Für Fachleute sei die jetzt grassierende zweite Infektionswelle nicht überraschend gekommen. Dr. Norbert-Wolfgang Müller nennt drei Bausteine, aus denen sie sich zusammensetzt: „Da ist die saisonale Begünstigung von Infekten im nass-kalten Winterhalbjahr, der überwiegende Aufenthalt in geschlossenen Räumen, und der Umstand, dass manche Menschen die Schutzmaßnahmen satt haben.“ Wozu das führe, könne sich jeder ausmalen. Der Internist mit Schwerpunkt auf Lungenkrankheiten bleibt dennoch zuversichtlich: „Bis zum Frühjahr werden wir mit der Corona-Welle zu tun haben. Dann hoffe ich, dass wir durch eine mögliche Impfung und die dann wieder einkehrenden Sommermonate das Schlimmste überstanden haben werden.“  

 

Das sollte Menschen mit Krankheitssymptomen jedoch nicht davon abhalten, Arztpraxen oder das Krankenhaus aufzusuchen. Laut Müller mehrten sich Berichte, wonach ernsthafte Krankheiten zunehmend unbehandelt blieben, weil sich die Menschen aus Sorge vor Ansteckungen nicht in Kliniken trauten. „Das ist aber falsch“, so der Ärztliche Direktor. Richtig sei das Gegenteil. „Hier gibt es Hygiene wie woanders nicht.“ Unbegründete Befürchtungen vor Covid-19-Infektionen dürften nicht dazu führen, dass gefährlichere Krankheiten unentdeckt bleiben. Außerdem legt er allen Menschen ans Herz, sich gegen die Grippe impfen zu lassen. Weitgehend unklar sei nämlich, was passieren würde im Falle von Doppelinfektionen.

 

Zur Abklärung von Verdachtsfällen und die Behandlung von Corona-Erkrankten hält das St. Franziskus-Hospital Ahlen einen Stationsbereich mit bis zu 18 Isolierplätzen vor. „Das sind die Betten, die wir aus dem laufenden Betrieb bedienen können“, so Anja Rapos. Anders als im Sommer seien unter den Verdachtsfällen „signifikant mehr positiv Getestete.“ Mit der Situation komme das Krankenhaus „im Moment“ zurecht, beschied die Geschäftsführerin dem Bürgermeister.
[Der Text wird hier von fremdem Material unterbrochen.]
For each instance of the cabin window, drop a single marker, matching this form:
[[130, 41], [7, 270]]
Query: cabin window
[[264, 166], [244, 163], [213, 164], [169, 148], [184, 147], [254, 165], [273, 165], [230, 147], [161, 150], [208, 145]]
Stiege der Bedarf tagesaktuell, müssten Kräfte aus anderen Bereichen abgezogen werden. Auch wirtschaftlich strapaziere die Lage das Krankenhaus. „Machen wir aus einem Drei-Bett-Zimmer ein weiteres Isolierzimmer, fallen zwei Betten und damit potenziell zwei Behandlungsfälle weg“, machte die Geschäftsführerin eine einfache Rechnung auf. Immerhin seien Ausgleichspauschalen politisch zumindest im Gespräch, um die Verluste zu dämpfen. Der Stadt Ahlen dankte Rapos für Mittel aus dem Kommunalinvestitions-Fördergesetz. Mit diesem Kommunalfond werden die bereits im März organisierten getrennten Zuwegungen für Patienten mit und ohne Infektionssymptomen im Bereich der Notaufnahme jetzt baulich und räumlich optimiert.  

 

Bürgermeister Berger dankte allen im St. Franziskus-Hospital beschäftigten ärztlichen und pflegerischen Kräften für ihr unvermindert hohes Engagement. „Die Pandemie führt uns allen vor Augen, wie wichtig es ist, auch außerhalb der großen Stadtzentren gut ausgestattete Krankenhäuser in der Fläche zu haben.“ Eine Absage erteilte er allen Plänen, nach Überwindung der Krise zurückzufallen in Diskussionen über den Bettenabbau kleiner und mittlerer Krankenhäuser. „Wäre dieser Schnitt schon vollzogen gewesen, wären wir in Deutschland mutmaßlich weniger glimpflich durch die letzten Monate gekommen“, rät Ahlens Bürgermeister Gesundheitspolitikern in Bund und Land den Blick über die Landesgrenzen. Der guten Infrastruktur bei uns hätten nicht wenige Erkrankte ihr Leben zu verdanken.